1º de dezembro de 2017
Com o crime doloso desconsiderado, decidiu-se que os réus não seriam julgados por Júri popular.

18 de junho de 2019
Caso vai ao STJ e 6ª turma determina que os réus sejam levados ao Júri.

5 de abril de 2021
Júri é marcado para o dia 1º de dezembro do mesmo ano, em Porto Alegre.

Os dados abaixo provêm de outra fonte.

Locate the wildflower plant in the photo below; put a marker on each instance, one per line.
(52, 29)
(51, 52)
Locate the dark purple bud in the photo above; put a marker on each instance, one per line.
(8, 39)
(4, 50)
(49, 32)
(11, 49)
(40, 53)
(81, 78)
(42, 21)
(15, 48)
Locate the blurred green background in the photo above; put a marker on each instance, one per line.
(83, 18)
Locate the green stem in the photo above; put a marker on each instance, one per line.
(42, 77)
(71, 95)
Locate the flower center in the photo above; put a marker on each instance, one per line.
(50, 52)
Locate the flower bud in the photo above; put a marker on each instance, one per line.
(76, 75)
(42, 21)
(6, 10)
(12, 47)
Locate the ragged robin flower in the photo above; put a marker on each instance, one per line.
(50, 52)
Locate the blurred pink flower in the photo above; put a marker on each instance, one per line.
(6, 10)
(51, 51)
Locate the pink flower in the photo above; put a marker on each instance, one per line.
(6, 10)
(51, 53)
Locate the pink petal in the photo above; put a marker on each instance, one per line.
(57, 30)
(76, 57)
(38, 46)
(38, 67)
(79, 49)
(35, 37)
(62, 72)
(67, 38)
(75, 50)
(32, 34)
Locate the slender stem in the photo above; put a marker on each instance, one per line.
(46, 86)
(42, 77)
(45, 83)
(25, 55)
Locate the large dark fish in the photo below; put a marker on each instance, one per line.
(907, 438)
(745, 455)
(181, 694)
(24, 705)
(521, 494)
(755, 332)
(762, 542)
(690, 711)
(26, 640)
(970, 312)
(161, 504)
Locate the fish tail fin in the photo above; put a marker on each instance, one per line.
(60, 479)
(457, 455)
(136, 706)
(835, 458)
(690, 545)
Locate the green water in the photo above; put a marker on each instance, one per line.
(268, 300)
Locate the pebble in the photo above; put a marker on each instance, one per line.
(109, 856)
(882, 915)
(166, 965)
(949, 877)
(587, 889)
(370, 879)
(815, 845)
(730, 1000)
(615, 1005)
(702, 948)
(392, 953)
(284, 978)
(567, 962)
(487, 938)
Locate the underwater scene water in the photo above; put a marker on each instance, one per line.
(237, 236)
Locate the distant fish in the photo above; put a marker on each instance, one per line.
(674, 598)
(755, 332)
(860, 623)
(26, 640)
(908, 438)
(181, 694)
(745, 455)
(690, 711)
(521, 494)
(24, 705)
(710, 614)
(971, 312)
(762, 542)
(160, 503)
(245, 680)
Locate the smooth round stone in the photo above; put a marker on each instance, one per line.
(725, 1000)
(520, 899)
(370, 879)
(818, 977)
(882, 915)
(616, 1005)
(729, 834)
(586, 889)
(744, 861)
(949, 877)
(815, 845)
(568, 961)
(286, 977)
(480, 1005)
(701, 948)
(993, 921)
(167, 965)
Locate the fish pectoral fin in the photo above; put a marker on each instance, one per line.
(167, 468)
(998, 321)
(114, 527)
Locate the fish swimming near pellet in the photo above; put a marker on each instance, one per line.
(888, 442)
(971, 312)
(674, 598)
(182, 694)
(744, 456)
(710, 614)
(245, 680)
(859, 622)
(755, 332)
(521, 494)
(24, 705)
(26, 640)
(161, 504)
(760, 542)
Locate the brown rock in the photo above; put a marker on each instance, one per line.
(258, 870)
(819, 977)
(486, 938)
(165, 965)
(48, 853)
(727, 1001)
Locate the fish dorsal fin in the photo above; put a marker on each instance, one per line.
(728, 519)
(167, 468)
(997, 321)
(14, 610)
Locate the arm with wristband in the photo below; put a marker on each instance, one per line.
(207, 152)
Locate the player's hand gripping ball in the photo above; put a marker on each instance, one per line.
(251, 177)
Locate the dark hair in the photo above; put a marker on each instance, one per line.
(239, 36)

1º de dezembro de 2021 a 10 de dezembro de 2021
Acontece o julgamento mais longo da história do Poder Judiciário do Rio Grande do Sul. Réus são condenados às seguintes penas:

  • Elissandro Callegaro Spohr: 22 anos e 6 meses
  • Mauro Londero Hoffmann: 19 anos e 6 meses
  • Marcelo de Jesus dos Santos: 18 anos
  • Luciano Bonilha Leão: 18 anos

Os condenados não saíram presos em razão de um habeas corpus preventivo concedido por desembargador da 1ª câmara Criminal do TJ/RS. 

14 de dezembro de 2021
Ministro Luiz Fux, então presidente do STF, suspende a liminar e determina a prisão imediata dos quatro réus.

16 de dezembro de 2021
Dois dias depois, por 2 votos a 1, a 1ª câmara Criminal do TJ/RS ratifica o HC preventivo e concede em definitivo a liberdade para os réus. Em razão de nova ordem do presidente do STF, sustando os efeitos de uma eventual concessão do HC, não foram expedidos alvarás de soltura e os réus permaneceram presos.

3 de agosto de 2022
A 1ª câmara Criminal do TJ/RS reconhece nulidades processuais e anula as condenações dos quatro acusados, que foram colocados em liberdade.

5 de setembro de 2023
A 6ª turma do STJ decidiu manter a anulação do Júri da Boate Kiss.

20 de março de 2024
O vice-presidente do STJ, ministro Og Fernandes, admitiu recurso extraordinário do MPF contra acórdão da 6ª turma.